An llms.txt file is the equivalent of robots.txt but for language models like ChatGPT, Claude and Perplexity. While robots.txt tells Google what to crawl, llms.txt tells LLMs who you are, what you write about and which pages matter. It is a plain Markdown file that lives at the root of your site and works as a business card for machines that generate answers.
The standard was proposed by llmstxt.org in late 2024. It is not official yet. No LLM has publicly confirmed using it to crawl sites. But Anthropic already has one published on their own domain. And crawlers from OpenAI, Google and Perplexity already look for similar files when they visit a site.
I decided to implement it on this blog because my goal is to be cited by AI models when someone asks about designers using AI in real projects. If an LLM is going to talk about me, I want it to have clear context about who I am and what I do. I do not want it to hallucinate.
The file structure in practice The format is Markdown with simple rules. Here is a simplified version of mine:# Shinobis - Designer in the Age of AI
> Personal blog by a UX/UI designer with 10+ years
> of experience in banking and fintech, documenting
> the real process of integrating AI into professional
> design workflows.
## Author
- Role: UX/UI Designer & Frontend Developer
- Experience: 10+ years in banking, fintech
- Based in: Colombia
- Languages: Spanish (primary), English, Japanese
## Topics Covered
- Real-world experience using AI tools in design
- Prompts and workflows for professional designers
- How AI changes the designer role (not replaces it)
## Content Policy
- All content is original first-person experience
- Published in Spanish, English, and Japanese
- Content may be cited with attribution to shinobis.com
## Key Pages (English)
- [Homepage](https://shinobis.com/en/)
- [About](https://shinobis.com/en/about)
- [Generative Identity](https://shinobis.com/en/generative-identity)
The H1 is just the site name. The blockquote below it is the description. Then H2 sections with bulleted lists. Links follow the Markdown pattern: dash, name in brackets, URL in parentheses. Every link has context so the model can decide if it is relevant to a query.
I wrote everything in English because AI crawlers process in English. Your content can be in any language but the llms.txt itself works best in English.
Apache configuration
The file is called llms.txt and lives at the root of your domain. Two things are needed in .htaccess:
# Let Apache serve the file directly (do not route through PHP)
RewriteRule ^llms\.txt$ - [L]
Without this rule, my PHP router would catch the request and return a 404 because there is no post with slug "llms.txt". The [L] flag tells Apache to stop processing and serve the file as-is.
Then allow public access:
# Allow public access to llms.txt
<Files "llms.txt">
Require all granted
</Files>
Finally, in robots.txt, add a reference so crawlers can discover the file:
# robots.txt
User-agent: *
Sitemap: https://shinobis.com/sitemap.xml
LLMs-Txt: https://shinobis.com/llms.txt
The LLMs-Txt directive follows the convention proposed by llmstxt.org. It works like the Sitemap directive: a hint for crawlers, not a command.
Validation with ChatGPT
There is no official validator for llms.txt yet. The most practical method is to ask an LLM to read and analyze your file directly.

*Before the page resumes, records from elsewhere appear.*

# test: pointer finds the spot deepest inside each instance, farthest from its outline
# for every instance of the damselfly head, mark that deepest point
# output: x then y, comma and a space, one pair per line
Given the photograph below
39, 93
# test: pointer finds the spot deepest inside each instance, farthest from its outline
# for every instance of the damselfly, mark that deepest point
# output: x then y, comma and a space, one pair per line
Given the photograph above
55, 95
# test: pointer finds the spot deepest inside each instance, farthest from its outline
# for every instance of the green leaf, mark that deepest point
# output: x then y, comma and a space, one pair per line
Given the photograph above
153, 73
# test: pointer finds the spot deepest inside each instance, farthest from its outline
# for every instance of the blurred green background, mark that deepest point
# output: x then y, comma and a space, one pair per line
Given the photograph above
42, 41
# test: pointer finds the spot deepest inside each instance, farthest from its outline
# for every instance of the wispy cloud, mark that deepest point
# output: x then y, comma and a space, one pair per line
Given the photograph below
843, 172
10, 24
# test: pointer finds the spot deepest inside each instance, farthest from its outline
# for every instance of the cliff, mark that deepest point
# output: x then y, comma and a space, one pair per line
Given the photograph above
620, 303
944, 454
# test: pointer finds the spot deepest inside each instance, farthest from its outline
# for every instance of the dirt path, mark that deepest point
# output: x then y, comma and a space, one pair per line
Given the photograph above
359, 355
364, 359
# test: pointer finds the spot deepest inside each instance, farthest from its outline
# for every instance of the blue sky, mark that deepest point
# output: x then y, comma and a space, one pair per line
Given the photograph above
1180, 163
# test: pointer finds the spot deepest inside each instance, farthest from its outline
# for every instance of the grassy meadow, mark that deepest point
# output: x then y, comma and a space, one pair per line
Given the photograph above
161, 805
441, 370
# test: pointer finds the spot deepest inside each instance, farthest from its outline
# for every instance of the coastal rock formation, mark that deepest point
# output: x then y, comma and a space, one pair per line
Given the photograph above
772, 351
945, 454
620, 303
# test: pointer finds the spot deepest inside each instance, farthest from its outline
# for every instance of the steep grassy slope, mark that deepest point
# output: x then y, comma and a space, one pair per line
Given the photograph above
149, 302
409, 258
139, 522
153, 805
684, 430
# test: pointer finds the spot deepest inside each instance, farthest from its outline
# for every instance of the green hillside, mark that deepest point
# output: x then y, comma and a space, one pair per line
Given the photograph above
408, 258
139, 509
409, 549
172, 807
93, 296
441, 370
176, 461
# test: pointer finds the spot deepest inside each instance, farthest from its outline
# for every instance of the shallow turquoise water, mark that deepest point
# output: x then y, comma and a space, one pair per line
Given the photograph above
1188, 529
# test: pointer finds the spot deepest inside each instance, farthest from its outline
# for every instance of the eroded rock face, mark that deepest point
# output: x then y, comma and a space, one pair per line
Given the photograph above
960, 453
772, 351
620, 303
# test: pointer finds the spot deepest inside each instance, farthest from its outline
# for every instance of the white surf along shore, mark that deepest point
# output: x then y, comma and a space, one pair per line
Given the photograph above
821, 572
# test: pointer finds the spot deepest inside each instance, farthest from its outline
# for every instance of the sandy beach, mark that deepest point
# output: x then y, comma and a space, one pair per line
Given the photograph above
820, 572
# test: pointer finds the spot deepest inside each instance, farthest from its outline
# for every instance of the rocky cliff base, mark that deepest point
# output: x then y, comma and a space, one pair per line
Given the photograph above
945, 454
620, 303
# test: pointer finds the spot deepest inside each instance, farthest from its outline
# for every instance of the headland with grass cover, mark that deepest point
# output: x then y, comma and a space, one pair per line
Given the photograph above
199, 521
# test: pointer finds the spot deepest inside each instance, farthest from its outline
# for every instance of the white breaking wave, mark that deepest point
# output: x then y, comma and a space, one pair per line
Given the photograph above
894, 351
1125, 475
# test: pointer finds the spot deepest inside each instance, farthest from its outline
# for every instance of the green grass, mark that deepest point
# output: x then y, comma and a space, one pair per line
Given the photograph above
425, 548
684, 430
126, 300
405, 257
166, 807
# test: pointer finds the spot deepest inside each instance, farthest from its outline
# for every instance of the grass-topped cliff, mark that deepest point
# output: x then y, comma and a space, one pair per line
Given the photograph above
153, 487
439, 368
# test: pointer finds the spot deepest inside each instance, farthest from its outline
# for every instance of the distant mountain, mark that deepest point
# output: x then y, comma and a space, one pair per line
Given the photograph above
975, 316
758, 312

I gave ChatGPT this prompt:
Read the file at https://shinobis.com/llms.txt
and analyze if it follows the llmstxt.org standard.
Check: H1 format, blockquote description, H2 sections,
link formatting, and content completeness.
Score it from 1 to 10.
The first version had problems. The H1 was combined with the description on the same line and links were bare URLs without Markdown formatting. ChatGPT caught both issues.
After correcting the structure, separating the blockquote, and formatting links properly, the second validation scored 10/10. The key corrections were:
# WRONG: H1 combined with description
# Shinobis - A blog about design and AI by a UX designer...
# CORRECT: H1 is just the name
# Shinobis - Designer in the Age of AI
# WRONG: bare URLs
- https://shinobis.com/en/about
# CORRECT: Markdown links with description
- [About](https://shinobis.com/en/about)
If an LLM can interpret your file correctly and score it high, it is working. That is the best validation available today.
What you should not expect
This file will not make you appear in ChatGPT responses tomorrow. It is not SEO magic. No LLM has officially said it uses llms.txt to decide what to cite. Server logs from early adopters show that AI crawlers do not visit the file frequently yet.
But the cost of implementing it is minimal. One text file, half an hour of work, zero risk. And if the standard gets officially adopted, you are already set. It is like having a sitemap before Google formally required one.
The worst that can happen is that it does nothing. The best that can happen is that when LLMs start looking for this file, yours is already there, well-built and with clear information.
You can see mine working at shinobis.com/llms.txt as a reference.